She looked at him with a terrified air, and said, "And supposing that I had committed some abominable crime—what then?"

"What then? I should protect you, fold you to my arms, and help to soften your bitter remorse into sweet repentance. I would share your agony and delight in doing so. Whatever this secret is, it would but deepen the sympathy between us. Oh, Mary! Love can cure every wound."

"Oh, mercy!" she cried in tones of anguish. "Dr. Duncan! Dr. Duncan! do not talk to me like this. I shall go mad if you do. I tell you again I can never know love—never! never! I am the most miserable creature on earth, and I cannot tell you why."

He seized her arm in his passion, and said in a voice fierce and tremulous: "Mary! Mary! this is all wrong. You are throwing away your whole life's happiness for an utterly false idea. Oh, my sweet love, tell me all! tell me all! I repeat from my heart, that nothing you could possibly disclose can lessen my affection. Put the idea altogether out of your mind that whatever you tell me can make any difference. Mary! were you the lowest of creatures, I would love you all the more. It would be all the sweeter to know that I had saved you. Whatever you are, I am your lover, your slave. Ah, Mary! with such a love as ours will be, we will be the happiest of people. In spite of anything that has been, you will be all the world to me until death, Mary!—until death."

The man had made the girl's heart thrill responsive to his own great passion, and she could conceal this no longer. "Oh, spare me! spare me!" she whispered.

"Then you do love me," he exclaimed.

She closed her eyes as she spoke in a dreamy voice. "Oh, spare me! this will kill me. Oh, my love! for I do love you—as I can scarcely believe woman ever loved man before—you don't know what you ask."

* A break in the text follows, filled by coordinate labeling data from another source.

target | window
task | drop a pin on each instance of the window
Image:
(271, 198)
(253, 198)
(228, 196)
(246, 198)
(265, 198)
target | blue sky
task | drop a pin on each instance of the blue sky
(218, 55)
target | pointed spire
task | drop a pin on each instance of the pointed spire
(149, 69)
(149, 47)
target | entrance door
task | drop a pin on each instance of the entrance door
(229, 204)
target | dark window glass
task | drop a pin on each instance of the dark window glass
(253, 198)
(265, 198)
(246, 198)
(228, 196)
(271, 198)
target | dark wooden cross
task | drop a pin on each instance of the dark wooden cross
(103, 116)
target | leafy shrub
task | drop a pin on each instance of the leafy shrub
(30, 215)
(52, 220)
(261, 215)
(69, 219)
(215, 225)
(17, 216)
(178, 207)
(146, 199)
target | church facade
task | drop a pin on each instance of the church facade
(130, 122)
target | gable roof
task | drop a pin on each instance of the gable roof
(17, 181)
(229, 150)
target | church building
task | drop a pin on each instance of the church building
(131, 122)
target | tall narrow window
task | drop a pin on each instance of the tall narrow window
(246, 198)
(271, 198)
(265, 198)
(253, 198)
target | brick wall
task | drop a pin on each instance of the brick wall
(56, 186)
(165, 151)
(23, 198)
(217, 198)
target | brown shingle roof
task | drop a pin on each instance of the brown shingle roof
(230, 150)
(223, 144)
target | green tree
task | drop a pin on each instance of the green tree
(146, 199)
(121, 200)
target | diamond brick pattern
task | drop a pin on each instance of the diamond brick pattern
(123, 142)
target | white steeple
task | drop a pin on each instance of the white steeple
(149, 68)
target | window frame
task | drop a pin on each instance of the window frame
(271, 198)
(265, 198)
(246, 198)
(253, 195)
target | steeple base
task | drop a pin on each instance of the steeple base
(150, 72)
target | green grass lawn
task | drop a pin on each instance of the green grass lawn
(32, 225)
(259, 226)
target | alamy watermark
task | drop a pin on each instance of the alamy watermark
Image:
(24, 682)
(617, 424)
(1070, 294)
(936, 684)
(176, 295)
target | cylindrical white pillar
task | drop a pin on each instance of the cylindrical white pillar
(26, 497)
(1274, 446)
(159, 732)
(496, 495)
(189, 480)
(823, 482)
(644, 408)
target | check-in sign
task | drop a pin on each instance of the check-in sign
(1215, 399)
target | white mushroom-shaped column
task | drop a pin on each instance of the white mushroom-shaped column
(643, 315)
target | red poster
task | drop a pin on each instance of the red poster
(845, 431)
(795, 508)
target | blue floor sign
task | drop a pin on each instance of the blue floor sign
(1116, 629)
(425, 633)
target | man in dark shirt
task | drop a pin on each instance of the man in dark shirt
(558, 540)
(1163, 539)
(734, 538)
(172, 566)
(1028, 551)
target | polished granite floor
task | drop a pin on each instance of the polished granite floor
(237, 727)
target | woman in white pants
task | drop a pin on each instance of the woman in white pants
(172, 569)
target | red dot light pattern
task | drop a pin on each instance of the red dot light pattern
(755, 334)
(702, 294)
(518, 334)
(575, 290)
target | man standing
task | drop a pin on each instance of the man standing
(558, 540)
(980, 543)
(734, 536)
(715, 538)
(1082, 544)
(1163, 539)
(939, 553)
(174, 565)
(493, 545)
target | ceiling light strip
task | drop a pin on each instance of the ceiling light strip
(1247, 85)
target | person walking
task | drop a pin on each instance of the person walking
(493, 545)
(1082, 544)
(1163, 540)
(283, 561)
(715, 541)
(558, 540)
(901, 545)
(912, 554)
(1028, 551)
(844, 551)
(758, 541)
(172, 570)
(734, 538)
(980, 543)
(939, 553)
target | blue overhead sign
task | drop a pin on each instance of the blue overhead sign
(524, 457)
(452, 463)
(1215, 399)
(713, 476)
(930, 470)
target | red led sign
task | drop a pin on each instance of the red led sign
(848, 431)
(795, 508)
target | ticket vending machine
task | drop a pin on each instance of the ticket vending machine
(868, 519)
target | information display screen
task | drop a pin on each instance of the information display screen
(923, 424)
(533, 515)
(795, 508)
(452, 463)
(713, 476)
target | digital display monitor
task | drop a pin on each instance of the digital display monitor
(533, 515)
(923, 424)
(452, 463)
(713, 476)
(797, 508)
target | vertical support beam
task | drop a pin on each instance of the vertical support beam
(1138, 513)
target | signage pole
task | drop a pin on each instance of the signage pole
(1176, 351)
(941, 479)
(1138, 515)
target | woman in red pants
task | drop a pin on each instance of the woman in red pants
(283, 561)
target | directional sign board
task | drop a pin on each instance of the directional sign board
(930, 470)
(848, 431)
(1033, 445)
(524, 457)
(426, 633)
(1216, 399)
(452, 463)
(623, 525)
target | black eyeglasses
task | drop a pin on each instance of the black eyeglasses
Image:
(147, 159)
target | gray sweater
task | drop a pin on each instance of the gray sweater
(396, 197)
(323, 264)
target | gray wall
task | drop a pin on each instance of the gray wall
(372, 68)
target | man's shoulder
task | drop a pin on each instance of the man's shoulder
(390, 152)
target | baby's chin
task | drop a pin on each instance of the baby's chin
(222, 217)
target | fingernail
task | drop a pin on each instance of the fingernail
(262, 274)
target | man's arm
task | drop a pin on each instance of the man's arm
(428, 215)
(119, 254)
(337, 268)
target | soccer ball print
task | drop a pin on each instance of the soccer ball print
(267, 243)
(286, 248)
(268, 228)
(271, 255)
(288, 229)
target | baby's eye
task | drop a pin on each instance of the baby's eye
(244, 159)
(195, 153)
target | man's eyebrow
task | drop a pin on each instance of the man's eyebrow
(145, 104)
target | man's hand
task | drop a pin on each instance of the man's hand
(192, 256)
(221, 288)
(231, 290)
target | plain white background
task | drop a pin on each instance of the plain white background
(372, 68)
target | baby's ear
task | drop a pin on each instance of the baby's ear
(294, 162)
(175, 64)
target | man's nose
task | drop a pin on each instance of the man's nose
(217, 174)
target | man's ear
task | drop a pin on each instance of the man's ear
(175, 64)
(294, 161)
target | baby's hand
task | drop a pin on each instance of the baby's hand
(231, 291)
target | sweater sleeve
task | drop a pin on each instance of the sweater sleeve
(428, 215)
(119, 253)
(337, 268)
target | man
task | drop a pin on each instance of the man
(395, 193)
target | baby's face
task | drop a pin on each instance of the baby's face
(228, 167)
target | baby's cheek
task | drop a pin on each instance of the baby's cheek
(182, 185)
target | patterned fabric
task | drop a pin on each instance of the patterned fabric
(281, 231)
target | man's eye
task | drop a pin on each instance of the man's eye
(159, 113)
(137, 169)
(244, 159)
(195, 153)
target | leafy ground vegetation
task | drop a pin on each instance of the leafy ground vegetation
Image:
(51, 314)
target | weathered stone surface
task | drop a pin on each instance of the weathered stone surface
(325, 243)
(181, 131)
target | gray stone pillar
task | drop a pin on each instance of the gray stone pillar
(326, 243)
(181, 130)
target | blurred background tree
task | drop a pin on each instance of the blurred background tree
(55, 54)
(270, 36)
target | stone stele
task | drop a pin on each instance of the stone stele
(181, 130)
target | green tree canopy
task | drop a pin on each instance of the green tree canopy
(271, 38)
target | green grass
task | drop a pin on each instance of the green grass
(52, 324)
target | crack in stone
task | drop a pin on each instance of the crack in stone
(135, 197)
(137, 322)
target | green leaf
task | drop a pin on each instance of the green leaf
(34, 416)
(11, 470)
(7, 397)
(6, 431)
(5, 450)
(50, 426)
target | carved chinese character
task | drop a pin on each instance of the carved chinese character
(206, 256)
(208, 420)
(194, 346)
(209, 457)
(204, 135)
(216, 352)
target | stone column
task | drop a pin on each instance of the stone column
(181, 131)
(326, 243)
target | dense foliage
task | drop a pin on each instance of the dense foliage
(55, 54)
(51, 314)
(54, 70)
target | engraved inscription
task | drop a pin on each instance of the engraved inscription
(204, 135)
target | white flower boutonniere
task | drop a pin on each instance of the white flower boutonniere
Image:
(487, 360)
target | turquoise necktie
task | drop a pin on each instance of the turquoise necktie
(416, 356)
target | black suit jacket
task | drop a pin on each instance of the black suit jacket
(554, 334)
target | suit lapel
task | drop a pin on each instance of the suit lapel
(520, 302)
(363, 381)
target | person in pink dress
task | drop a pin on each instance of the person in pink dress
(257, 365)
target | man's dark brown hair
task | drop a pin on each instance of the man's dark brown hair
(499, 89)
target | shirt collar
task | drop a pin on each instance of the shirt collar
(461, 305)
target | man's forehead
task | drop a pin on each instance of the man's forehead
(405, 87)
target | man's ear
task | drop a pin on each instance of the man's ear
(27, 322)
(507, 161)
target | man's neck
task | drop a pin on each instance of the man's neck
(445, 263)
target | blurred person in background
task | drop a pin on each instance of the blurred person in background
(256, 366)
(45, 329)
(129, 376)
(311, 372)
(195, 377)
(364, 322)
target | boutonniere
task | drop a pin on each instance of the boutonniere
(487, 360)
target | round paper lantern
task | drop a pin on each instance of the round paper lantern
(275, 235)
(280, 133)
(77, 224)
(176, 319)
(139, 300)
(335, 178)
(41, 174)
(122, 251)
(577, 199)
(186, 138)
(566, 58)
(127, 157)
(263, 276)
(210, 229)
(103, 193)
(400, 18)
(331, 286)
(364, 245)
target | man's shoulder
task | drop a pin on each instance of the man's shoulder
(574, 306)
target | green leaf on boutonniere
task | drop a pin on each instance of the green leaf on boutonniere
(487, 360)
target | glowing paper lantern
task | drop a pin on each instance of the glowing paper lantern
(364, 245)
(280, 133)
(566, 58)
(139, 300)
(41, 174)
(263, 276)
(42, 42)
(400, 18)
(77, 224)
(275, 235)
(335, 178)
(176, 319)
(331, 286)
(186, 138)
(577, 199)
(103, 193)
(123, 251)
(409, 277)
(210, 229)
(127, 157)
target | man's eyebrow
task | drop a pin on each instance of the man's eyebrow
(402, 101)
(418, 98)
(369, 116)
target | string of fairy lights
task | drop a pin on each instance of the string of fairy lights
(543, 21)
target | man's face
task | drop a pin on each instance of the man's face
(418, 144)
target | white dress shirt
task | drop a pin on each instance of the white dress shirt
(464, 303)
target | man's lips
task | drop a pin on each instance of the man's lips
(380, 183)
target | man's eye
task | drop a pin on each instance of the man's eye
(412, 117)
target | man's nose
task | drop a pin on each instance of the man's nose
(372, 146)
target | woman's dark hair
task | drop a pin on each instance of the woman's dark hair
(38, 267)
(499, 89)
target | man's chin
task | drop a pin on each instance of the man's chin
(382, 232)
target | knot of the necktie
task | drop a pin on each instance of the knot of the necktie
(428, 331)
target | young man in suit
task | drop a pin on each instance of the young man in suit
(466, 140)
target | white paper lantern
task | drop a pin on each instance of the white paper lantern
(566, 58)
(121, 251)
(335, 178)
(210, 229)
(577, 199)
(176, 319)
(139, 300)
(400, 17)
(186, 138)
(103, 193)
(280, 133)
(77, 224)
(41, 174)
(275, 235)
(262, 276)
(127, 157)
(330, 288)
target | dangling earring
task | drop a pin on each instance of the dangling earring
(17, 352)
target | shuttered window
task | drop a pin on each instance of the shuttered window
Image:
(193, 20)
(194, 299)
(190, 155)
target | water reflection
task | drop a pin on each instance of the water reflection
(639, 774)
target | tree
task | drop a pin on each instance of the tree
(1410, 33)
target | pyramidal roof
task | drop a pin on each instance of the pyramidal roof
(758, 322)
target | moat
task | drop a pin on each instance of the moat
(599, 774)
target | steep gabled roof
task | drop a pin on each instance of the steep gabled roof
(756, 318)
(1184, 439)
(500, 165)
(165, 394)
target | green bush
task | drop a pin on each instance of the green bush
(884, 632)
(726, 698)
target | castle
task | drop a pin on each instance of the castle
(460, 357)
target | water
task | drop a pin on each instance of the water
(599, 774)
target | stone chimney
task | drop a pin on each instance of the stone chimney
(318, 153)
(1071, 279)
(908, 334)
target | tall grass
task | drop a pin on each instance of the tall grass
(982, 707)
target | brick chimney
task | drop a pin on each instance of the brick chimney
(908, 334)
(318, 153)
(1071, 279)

He folded her in his arms and kissed her lips, but she turned from him, and rising from the seat stood before him very pale, and trembling, while the secret thoughts of her heart, that she would fain have hidden for ever, but could not in that weak moment conceal, were revealed to him in her passionate words. "Yes, I love you! I will die soon, so it cannot matter much that I tell you this. I love you! but this must be the last time I see you. We two cannot love each other—oh, that I could tell you: and then be clasped in your arms and die there straightaway—die in your arms dear!—for I cannot tell you and live. Oh, how delicious it would be—oh, my love!" she clenched her fists and looked up to the skies—"do not raise these visions of Paradise to me—only to madden me with the contrast between them and what must be—glimpses of Heaven through the black clouds of Hell."

She paused and began to weep.

Her lover stood by her with both her hands in his.